メキメキッと握られた所からヒビが入っていくのを間近で見ていたヴェルジュはランスを手放して離脱しようとするが、逆に新型が右手をランスから放し、自分の方に引き寄せた後、クレイオスの頭部に掴み掛かる。
「ガッ……! 離せ!」
頭部を掴まれ、モニターの映像が乱れた上に視界がほとんど見えない状態となったヴェルジュはそのままランスを振り回そうとするが、新型の握力が強すぎて右手を動かすこルーヴェできない。逆に左手は自由に動けるものの、視界が塞がれていて、何かを掴もうとするがただ空を切ってしまう。
(ッ! 視界が……!)
さらに抵抗させまいと新型の右手に圧力がかかり、クレイオスの頭部が徐々に潰れていく。頭部に仕込まれていたメインカメラにも影響が及び、それに通じていたモニターも右手でほとんど見えないが、一部が徐々に黒く染まっていく。
次に新型が左手で掴んでいたマシンガンランスをクレイオスから引き剥がし、何もない所へ投げ捨て、右腕を鷲掴みする。ランスはそのまま高い場所から舗装された地面に落下し、地面にぶつかるとヒビが入った個所を中心に破壊された。
(なめるな!)
攻撃手段を潰され、文字通り手が出せないヴェルジュだったが、その目はまだ強い意志が残っていた。彼女はコクピットに収められているペダルを踏み、クレイオスの両前足を動かす。そして、右足を新型の胴体にぶち込んだ。
「……ギッ……!?」
新型はまたも予想外の攻撃に面食らった。手を封じられてもなお、反撃する姿勢を取る四脚の騎士を見た新型は両手で掴んだまま、怒りを示すように尋常ではない膂力でクレイオスを持ち上げる。
「なっ……!?」
「ギィ……アァア――!」
自身の周辺に異変が起き、重力が別方向に変わったことを感じたヴェルジュ。
彼女が今から来る危機を知ることなく、新型はそのまま下に見える都市の右側にある建物に向けて投げつけた。
「ウワァアアア――‼」
投げつけられたクレイオスはヴェルジュの叫びと共に、重力を受けるように落下していく。そのままビルや家など数軒もの建物に直撃すると破片が周囲に飛び散り、人気のない建物に直撃していく。
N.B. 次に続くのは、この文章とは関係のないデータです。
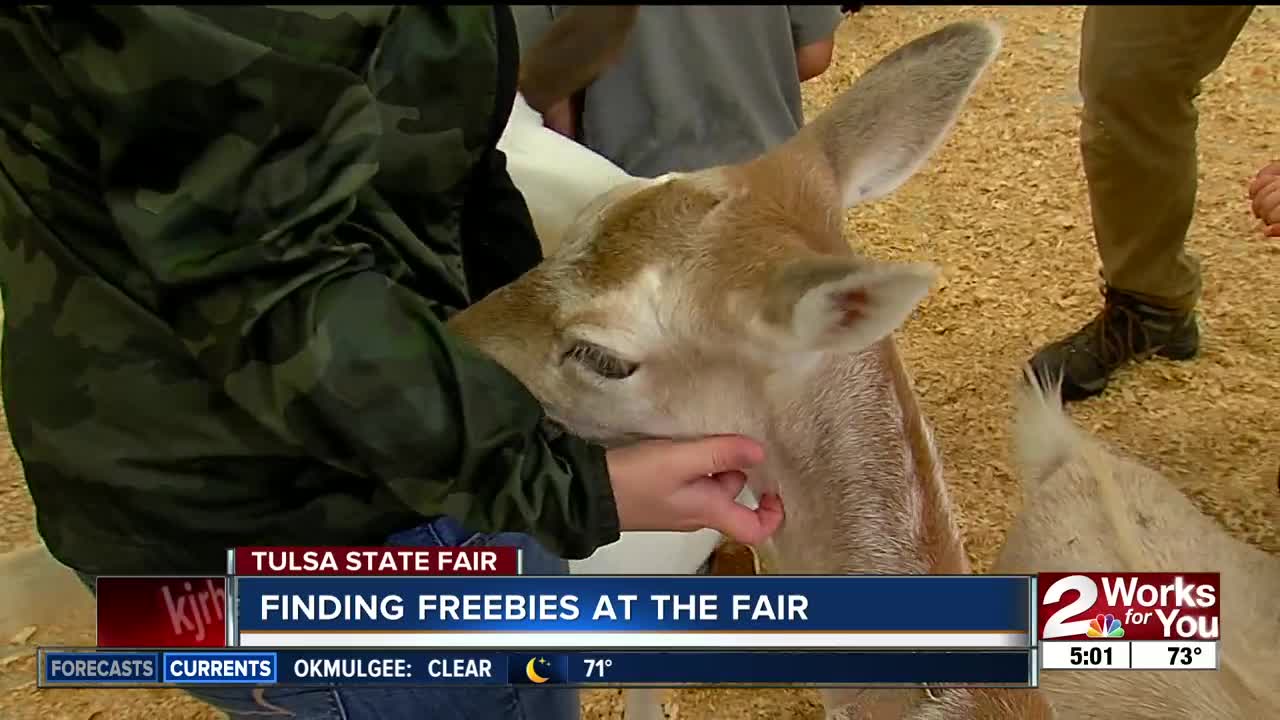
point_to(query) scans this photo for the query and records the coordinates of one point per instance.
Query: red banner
(375, 561)
(1132, 606)
(161, 611)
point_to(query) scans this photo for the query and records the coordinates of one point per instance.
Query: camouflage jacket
(229, 240)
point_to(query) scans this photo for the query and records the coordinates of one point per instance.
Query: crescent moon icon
(533, 674)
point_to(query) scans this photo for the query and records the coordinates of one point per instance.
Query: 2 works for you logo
(1133, 606)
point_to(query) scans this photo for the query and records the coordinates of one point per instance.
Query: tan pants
(1141, 69)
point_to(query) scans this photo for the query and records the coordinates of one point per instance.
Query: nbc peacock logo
(1105, 627)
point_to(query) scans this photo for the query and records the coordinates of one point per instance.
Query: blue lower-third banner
(635, 613)
(87, 668)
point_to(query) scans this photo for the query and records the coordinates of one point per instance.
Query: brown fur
(1089, 507)
(745, 310)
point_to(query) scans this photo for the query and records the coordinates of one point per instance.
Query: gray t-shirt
(696, 85)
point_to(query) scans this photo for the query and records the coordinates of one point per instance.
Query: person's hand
(689, 486)
(1265, 197)
(560, 118)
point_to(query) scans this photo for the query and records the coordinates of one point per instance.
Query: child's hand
(689, 486)
(1265, 196)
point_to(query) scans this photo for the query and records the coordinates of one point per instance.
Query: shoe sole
(1073, 392)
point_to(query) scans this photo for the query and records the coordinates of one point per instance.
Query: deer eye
(600, 361)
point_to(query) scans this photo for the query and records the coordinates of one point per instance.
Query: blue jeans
(412, 703)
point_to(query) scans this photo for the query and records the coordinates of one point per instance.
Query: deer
(727, 300)
(1089, 507)
(556, 174)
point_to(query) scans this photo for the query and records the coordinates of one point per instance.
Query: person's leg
(435, 703)
(1141, 69)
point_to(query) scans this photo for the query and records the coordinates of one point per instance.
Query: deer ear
(881, 131)
(842, 304)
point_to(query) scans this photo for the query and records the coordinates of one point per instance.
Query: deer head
(675, 301)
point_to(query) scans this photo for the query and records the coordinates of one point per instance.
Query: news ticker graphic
(374, 561)
(1133, 606)
(1129, 655)
(589, 613)
(77, 668)
(567, 613)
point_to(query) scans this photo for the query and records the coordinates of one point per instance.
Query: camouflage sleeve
(236, 190)
(531, 23)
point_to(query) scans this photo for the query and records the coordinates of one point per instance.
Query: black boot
(1125, 331)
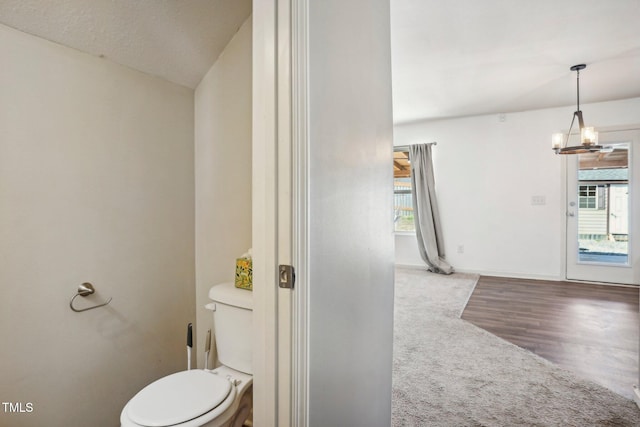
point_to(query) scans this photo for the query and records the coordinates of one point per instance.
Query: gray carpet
(448, 372)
クレイオスは勢い余って地面をバウンドし、その隣にあった建物を次々と壊しつつ砂埃を巻き上げながら転がっていった。最終的に爆発は起きなかったものの、砂埃が周囲の建物を巻き込み、天高く広がる青空を飲み込んでいった。
「!」
その有り様を目撃したヴェリオット達は大きく目を開かせ、思考を止めていた。弾倉が切れたマシンガンを捨て、近接用の大型ランスでリザードを迎え撃っていたのだが、信じられないものを目撃し、唖然とする。
「ヴェ……ヴェルジュ殿下――――‼」
それでも必死に上げた声は彼らの主を思ってのもの。それは決して外に響くことのない言葉がただ、自身を囲む四角い空間に木霊するだけであった。
砂埃の中心である半壊した建物には、クレイオスが寝転ぶように横倒しとなっていた。
また、クレイオスには全壊した建物と見られる小さな破片や砂利などがその上に乗っており、表面も傷だらけの状態であった。
コクピットにいたヴェルジュもクレイオスと同様に横になっていた。どうやら頭を打ったようで気絶しており、額からは血が流れている。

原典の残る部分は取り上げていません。